Following this question there was a pause so long that I began to suspect that the ghost had, for whatever reason, abandoned us. I shifted uncomfortably, but never removed my hand from the board. The seconds that ticked by melded into the silence bubbling around us. Finally, the planchette inched toward a letter, and then it was blurring over the tablet so fast that I'm surprised Nudge managed to scribble even a single full phrase.

EQUINOX. CEREMONY. ETERNALSTRENGTH. ISLAND.

The planchette moved down to the numbers and began indicating what I assumed was a set of coordinates. Then it returned to the letters and slid from P to H before suddenly halting. I had been watching with bated breath, and now any oxygen entering my system hitched even further. PH? The ghost clearly wasn't finished. What was going on?

With surprising force the planchette scraped across the board, gouging deep lines in the wood. It didn't stop, though. It merely paused at the word 'no' before swooping back and then landing on it again.

No. No. No. No. No. No. No.

Dylan snatched his finger back and grabbed Iggy's arm so that his hold wrenched from the board as well. Fang quickly followed suit. I was the last to pull away, and it was just as I lost contact that I felt a plummeting sensation in my gut and a painful squeezing in my chest and head. I wheezed for air, but my breaths only rattled in my throat. Seconds later, my consciousness felt suddenly detached from the rest of my body. I tried to move my fingers or even divert my eyes in a different direction, but despite my brain's orders, my body didn't respond with even the slightest twitch.

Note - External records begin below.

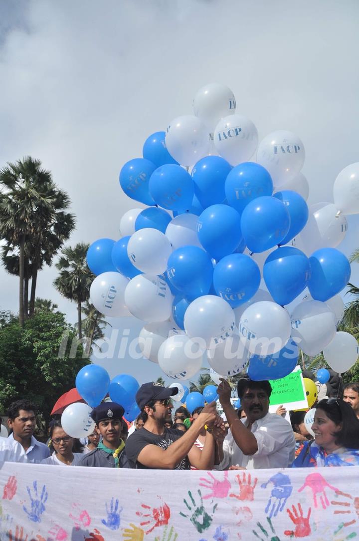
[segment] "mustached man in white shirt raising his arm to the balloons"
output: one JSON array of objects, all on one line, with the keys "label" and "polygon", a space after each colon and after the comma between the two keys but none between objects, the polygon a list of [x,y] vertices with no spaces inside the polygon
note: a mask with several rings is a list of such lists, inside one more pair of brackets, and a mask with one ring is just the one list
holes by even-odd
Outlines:
[{"label": "mustached man in white shirt raising his arm to the balloons", "polygon": [[294,460],[294,434],[288,421],[268,413],[272,391],[269,381],[243,378],[238,382],[238,398],[246,415],[242,420],[231,405],[228,381],[221,381],[217,393],[232,437],[220,444],[221,464],[216,469],[288,467]]}]

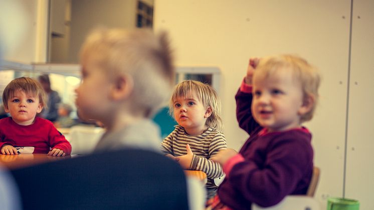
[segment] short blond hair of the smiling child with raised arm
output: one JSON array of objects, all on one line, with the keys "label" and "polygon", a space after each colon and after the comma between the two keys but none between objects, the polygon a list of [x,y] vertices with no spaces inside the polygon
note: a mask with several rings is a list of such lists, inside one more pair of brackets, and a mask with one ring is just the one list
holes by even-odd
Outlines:
[{"label": "short blond hair of the smiling child with raised arm", "polygon": [[255,70],[255,74],[261,74],[261,77],[268,78],[280,68],[290,69],[294,79],[300,82],[303,100],[308,96],[312,98],[311,110],[300,117],[301,122],[311,120],[319,97],[318,88],[321,80],[319,71],[299,56],[277,55],[262,58]]}]

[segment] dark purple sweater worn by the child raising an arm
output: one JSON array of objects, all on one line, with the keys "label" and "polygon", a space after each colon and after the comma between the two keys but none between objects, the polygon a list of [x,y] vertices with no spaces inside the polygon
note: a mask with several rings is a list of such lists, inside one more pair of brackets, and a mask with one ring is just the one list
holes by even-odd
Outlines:
[{"label": "dark purple sweater worn by the child raising an arm", "polygon": [[271,206],[289,194],[306,194],[312,170],[311,134],[306,128],[266,132],[251,114],[252,94],[236,95],[237,119],[250,134],[235,164],[218,189],[221,201],[233,209],[251,209],[252,202]]}]

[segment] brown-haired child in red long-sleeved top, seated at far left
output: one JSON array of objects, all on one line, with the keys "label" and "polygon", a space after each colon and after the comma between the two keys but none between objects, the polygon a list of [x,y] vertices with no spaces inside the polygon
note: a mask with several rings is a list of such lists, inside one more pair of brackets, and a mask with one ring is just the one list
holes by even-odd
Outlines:
[{"label": "brown-haired child in red long-sleeved top, seated at far left", "polygon": [[2,154],[70,154],[70,143],[53,123],[36,117],[46,106],[46,96],[38,81],[28,77],[14,79],[4,89],[3,103],[11,117],[0,120]]}]

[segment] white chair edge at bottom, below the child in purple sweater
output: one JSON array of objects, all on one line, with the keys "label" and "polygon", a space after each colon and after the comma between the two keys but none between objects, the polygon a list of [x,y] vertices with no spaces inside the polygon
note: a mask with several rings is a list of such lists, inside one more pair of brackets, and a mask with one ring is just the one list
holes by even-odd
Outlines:
[{"label": "white chair edge at bottom, below the child in purple sweater", "polygon": [[252,210],[320,210],[319,202],[310,196],[288,195],[278,204],[261,207],[252,203]]}]

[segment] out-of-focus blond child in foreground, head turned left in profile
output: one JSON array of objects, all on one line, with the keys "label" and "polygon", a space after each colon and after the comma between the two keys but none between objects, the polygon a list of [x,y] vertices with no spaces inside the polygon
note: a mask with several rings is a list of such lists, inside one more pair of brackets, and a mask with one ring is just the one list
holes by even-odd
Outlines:
[{"label": "out-of-focus blond child in foreground, head turned left in profile", "polygon": [[82,46],[81,65],[78,112],[106,127],[95,151],[137,147],[159,152],[159,128],[150,117],[174,81],[166,34],[97,30]]}]

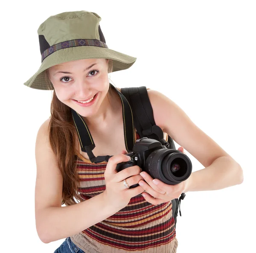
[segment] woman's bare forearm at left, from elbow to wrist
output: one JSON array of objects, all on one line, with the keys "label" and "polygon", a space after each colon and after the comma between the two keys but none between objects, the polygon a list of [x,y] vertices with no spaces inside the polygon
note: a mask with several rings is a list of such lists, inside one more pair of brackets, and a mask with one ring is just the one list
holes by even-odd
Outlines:
[{"label": "woman's bare forearm at left, from elbow to wrist", "polygon": [[50,206],[37,210],[38,236],[44,243],[73,236],[119,210],[104,201],[104,192],[72,206]]}]

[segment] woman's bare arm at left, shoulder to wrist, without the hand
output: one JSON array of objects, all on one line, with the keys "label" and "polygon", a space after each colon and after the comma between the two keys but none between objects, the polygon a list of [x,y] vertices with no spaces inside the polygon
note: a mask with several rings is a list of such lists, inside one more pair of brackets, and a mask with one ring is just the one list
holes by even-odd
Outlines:
[{"label": "woman's bare arm at left, shoulder to wrist, without the hand", "polygon": [[35,146],[37,175],[35,220],[44,243],[73,236],[119,210],[104,201],[104,192],[72,206],[61,206],[63,178],[49,145],[49,119],[38,131]]}]

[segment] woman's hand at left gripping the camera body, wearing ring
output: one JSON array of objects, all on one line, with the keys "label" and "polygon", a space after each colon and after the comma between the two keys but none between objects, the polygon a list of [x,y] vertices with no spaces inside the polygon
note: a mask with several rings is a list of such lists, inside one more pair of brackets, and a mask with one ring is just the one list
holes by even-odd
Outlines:
[{"label": "woman's hand at left gripping the camera body, wearing ring", "polygon": [[108,204],[118,209],[117,212],[127,206],[132,197],[144,192],[141,186],[129,189],[123,183],[123,180],[126,179],[127,184],[132,186],[139,183],[140,180],[144,180],[140,175],[142,169],[139,166],[135,165],[123,169],[120,172],[116,171],[117,163],[128,162],[130,160],[130,157],[125,154],[127,152],[122,151],[122,154],[116,154],[111,157],[108,160],[104,173],[106,190],[103,192],[103,195]]}]

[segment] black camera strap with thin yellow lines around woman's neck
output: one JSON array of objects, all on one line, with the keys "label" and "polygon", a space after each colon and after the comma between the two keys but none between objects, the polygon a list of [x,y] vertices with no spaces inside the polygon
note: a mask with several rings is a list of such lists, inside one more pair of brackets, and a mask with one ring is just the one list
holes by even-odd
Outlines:
[{"label": "black camera strap with thin yellow lines around woman's neck", "polygon": [[[126,151],[131,152],[135,144],[135,135],[134,135],[134,120],[133,114],[131,111],[131,106],[129,105],[125,96],[110,83],[110,88],[116,90],[119,94],[122,102],[122,118],[123,118],[123,127],[124,127],[124,137],[125,137],[125,148]],[[90,130],[84,121],[83,117],[79,115],[76,111],[71,108],[73,121],[76,126],[76,131],[79,137],[79,143],[81,146],[81,151],[88,154],[88,157],[92,163],[101,163],[103,161],[108,162],[111,155],[106,156],[97,156],[95,157],[92,150],[95,148],[95,143],[93,137],[90,134]]]}]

"Get back," Dylan roared, grabbing a fistful of Iggy's shirt and shoving him bodily away from the circle of candles.

Iggy stumbled, tripped over the log that I had previously stood on, and disappeared with a muffled oof. With a prickling sensation, I felt my neck jerk toward Dylan, while the rest of my body stayed facing south. At some point, I had stood. How had I not noticed myself standing?

"Max," Dylan called urgently, but his fists were drawn defensively. "Max, can you hear me? Listen, you have to pull through. Take back the power, Max. Max."

What was he yapping about? Of course I could hear him. As puzzled as I was, my facial features were smooth and didn't remotely reflect my confusion. I couldn't feel the crinkle of my brow or the purse of my lips- everything I should have been expressing. It's like I had no control over-

I lunged, but it wasn't really me. I had made no decision toward such a movement. The poltergeist possessing me had.